6 January, 2022

The story of the five nines

What it takes to deliver a high availability telematics backend service at a reasonable price.

As we move into the year 2022, we can now summarize our stats for 2021. One of the key metrics we care about and consider a reflection of the quality of our service is uptime. 

We are a backend platform. If we fail, you fail as well. We clearly realize this direct cause-and-effect relationship. This is why we do so many behind-the-scenes works that no one notices. And since we do these works proactively, we are not praised for them (when you prevent a catastrophe, you never get praised;)). The best praise for us is that you trust us your businesses. And we have to deliver.

In 2021 we delivered the five-nines uptime in both datacenters:

  • 99.99903% in the EU region and

  • 99.99934% in the RU region

It’s 303 and 260 seconds of downtime respectively. This is an impressive achievement for our team since we never stopped our platform development and improvement processes. In fact, in 2021 we committed 250+ platform updates that makes up around 5 updates each week. Flespi is stable but by no means static.

How do we ensure High Availability?

It’s all about architecture. Everything else is layered on top of it. From the very beginning, flespi was designed as a high-load system capable of serving millions of simultaneous connections. It has redundancy on hardware, network, and software levels and relies on a thoroughly thought-out core of microservices.

It’s worth reminding that cloud platforms do not exist in a vacuum — they communicate with the outer world via network uplink providers. And one of the primary causes of downtime is a network failure. This emphasizes the importance of partnering with reliable and trustworthy network providers. We are lucky to have such partners in both regions — Zylon in the EU region and RetN in the RU region. It’s their 24/7 responsiveness, preventive maintenance, and bulletproof hardware and routing services that make network hiccups so negligible.

As for the platform health monitoring, it has been almost five years since we wrote an article describing the process of downtime detection in detail. It hasn’t changed much — it has been evolving and improving gradually to address any imperfections and adjust to the growing scale of the platform infrastructure.

To put it short, the availability of our servers is checked from multiple locations every minute:

flespi platform health monitoring system

Our complete uptime history since 2017 is openly available on the Status page.

Understanding the value of one nine

If you rely on a dedicated server infrastructure, adding one more “nine” to the current uptime level may increase expenses on infrastructure three to five times. This not only includes the increased cost of implementing load balancing, traffic management, and other failover mechanisms but also the increased cost of maintenance of such complex infrastructure that requires more experienced technicians. 

Keep in mind that if your infrastructure includes several systems operating as a chain, the total uptime equals the product of the uptimes of individual systems which will always be less than the lowest individual uptime.

Such a noticeable increase in expenses may pose the following dilemma — will this added “nine” help you earn more money than you have to pay for adding it? In essence, will additional earnings associated with the higher uptime level cover the expense on a more reliable infrastructure? 

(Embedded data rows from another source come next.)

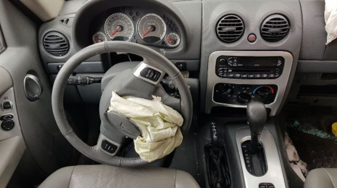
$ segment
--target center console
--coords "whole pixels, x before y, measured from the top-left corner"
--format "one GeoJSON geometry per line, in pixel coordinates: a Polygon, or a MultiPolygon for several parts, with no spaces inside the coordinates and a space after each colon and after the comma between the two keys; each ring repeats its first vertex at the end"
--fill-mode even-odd
{"type": "Polygon", "coordinates": [[[214,107],[264,104],[273,116],[284,97],[293,56],[282,51],[218,51],[208,61],[205,112],[214,107]]]}

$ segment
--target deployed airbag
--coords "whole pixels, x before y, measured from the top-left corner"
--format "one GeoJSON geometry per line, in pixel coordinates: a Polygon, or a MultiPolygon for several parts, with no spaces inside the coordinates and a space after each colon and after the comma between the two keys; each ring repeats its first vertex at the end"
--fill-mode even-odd
{"type": "Polygon", "coordinates": [[[325,0],[324,18],[328,34],[326,44],[328,44],[337,38],[337,1],[325,0]]]}
{"type": "Polygon", "coordinates": [[[160,97],[152,97],[152,100],[132,96],[121,97],[114,91],[108,111],[124,115],[139,127],[142,135],[134,140],[135,149],[148,162],[168,155],[183,140],[181,115],[163,104],[160,97]]]}

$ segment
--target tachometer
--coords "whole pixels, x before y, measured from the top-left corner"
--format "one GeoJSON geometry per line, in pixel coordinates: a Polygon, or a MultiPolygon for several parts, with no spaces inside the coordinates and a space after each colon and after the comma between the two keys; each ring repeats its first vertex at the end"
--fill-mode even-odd
{"type": "Polygon", "coordinates": [[[112,40],[128,41],[133,35],[132,21],[122,13],[115,13],[109,16],[104,27],[106,35],[112,40]]]}
{"type": "Polygon", "coordinates": [[[159,15],[149,13],[143,16],[138,21],[137,31],[144,41],[157,43],[164,38],[166,33],[166,24],[159,15]]]}

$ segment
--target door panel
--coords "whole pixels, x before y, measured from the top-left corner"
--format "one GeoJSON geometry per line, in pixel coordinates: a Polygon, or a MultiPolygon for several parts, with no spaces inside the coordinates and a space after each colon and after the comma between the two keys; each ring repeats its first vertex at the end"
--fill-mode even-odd
{"type": "MultiPolygon", "coordinates": [[[[17,118],[18,123],[14,127],[19,128],[17,134],[23,138],[26,151],[34,160],[34,165],[38,166],[37,169],[41,171],[39,174],[42,172],[47,176],[60,167],[55,155],[57,151],[55,138],[58,129],[52,110],[51,87],[42,67],[38,49],[38,26],[9,1],[1,0],[0,26],[6,45],[5,50],[0,53],[0,94],[9,89],[12,91],[12,103],[17,112],[17,117],[15,118],[17,118]],[[27,74],[38,77],[43,88],[40,97],[33,102],[27,99],[24,91],[24,80],[27,74]]],[[[0,141],[5,138],[4,131],[0,128],[0,141]]],[[[13,136],[12,139],[8,139],[8,137],[5,137],[6,142],[13,140],[13,143],[22,148],[21,144],[18,144],[20,142],[18,141],[20,138],[13,136]]],[[[0,148],[2,147],[0,143],[0,148]]],[[[18,159],[20,154],[11,153],[12,150],[10,149],[5,154],[10,156],[12,155],[13,158],[18,159]]],[[[1,152],[6,151],[2,150],[0,155],[1,152]]],[[[2,158],[0,156],[0,165],[9,162],[2,158]]],[[[0,181],[2,182],[1,170],[0,166],[0,181]]],[[[25,172],[27,177],[31,175],[30,173],[36,174],[30,172],[29,169],[25,170],[27,171],[25,172]]],[[[0,187],[2,187],[0,185],[0,187]]]]}

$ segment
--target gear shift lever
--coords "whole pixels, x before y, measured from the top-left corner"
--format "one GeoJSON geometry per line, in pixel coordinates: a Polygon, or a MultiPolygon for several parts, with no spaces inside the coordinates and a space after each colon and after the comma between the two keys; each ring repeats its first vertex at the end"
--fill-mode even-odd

With flespi, this dilemma is beside the point since you get access to a High Availability backend platform at a fraction of the cost of a dedicated infrastructure. In addition, flespi is a one-stop system developed and maintained by a single team providing a range of telematics and IoT services. This leads to fewer inter-system transitions, lower data transfer overhead, smoother and more organic communication between microservices, and as a result — to more solid operation (which is exactly what you need, right?). 

***

Being dependant is hard. And yes, we consciously wanted to become an indispensable part of your business solution. We wanted to hook you. But we never wanted you to blindly trust us. We have to deserve your trust by delivering high availability service every month year after year. Our achievements are your confidence in the stable operation of your business.

Thanks for being with us. We’ll keep delivering!